そして誰よりライスシャワーを認めていたのは、彼女に敗れ三冠を阻止されたブルボン
その後負傷し、一時は引退をも考えていたブルボンですが、ライスシャワーへのリベンジを果たしたい一心で復帰を目指します。
ブルボンにとってライスシャワーはヒールではなく、自分を引退から救ってくれたヒーローだったのです。

そんな彼女の実直な述懐によって、ライスシャワーもまた勇気をもらい、再び前を向いて走ると決めました。

このエピソードが神回と言われているのは、単に良い話だからではありません。
元ネタの方のライスシャワーがヒール扱いされたのは紛れもない事実で、この回はその史実に対する救いであり、ブルボンの激励は競馬ファンにとってのだからです。
単に競走馬を擬人化しただけでなく、キャラクターを通して過去を顧み、そして「こうであって欲しい」という競馬ファンの願いを物語にしたことで、完全な創作物で得られる感動とは一味違うロマンが体感できるのです。

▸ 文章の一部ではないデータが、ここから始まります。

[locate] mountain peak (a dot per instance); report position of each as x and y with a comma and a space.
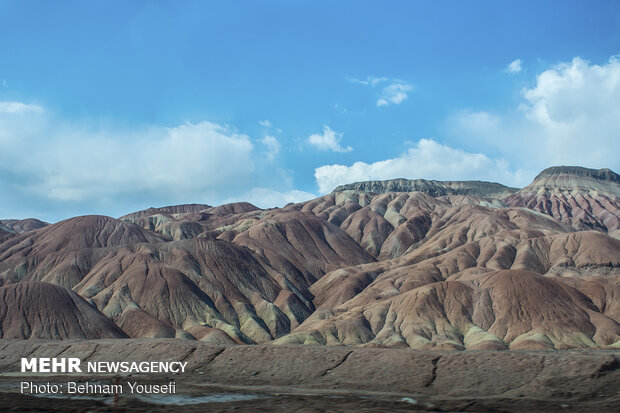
604, 174
434, 188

更に、この7話に続く8話「ささやかな祈り」でも、ライスシャワーの悲しい勝利を史実通り、しかし史実にはない救済と夢をもって描いたことで多くの視聴者を虜にしたウマ娘は、名実共に2021冬の覇権アニメとなりました。
そしてこの8話の放送直後、ついにゲーム版が配信を開始
これ以上ない最高のタイミングだったこともあり、爆発的なスタートダッシュを見せたのです。

しかも、快進撃はまだ終わりません。
トウカイテイオーの苦悩と挫折、そして奇跡の復活劇を描いた終盤はトドメとばかりにファンの頬を涙でグシャグシャにし、競馬に興味のないアニメファンも大勢巻き込んだ結果、ウマ娘は巨大コンテンツへと発展を遂げました。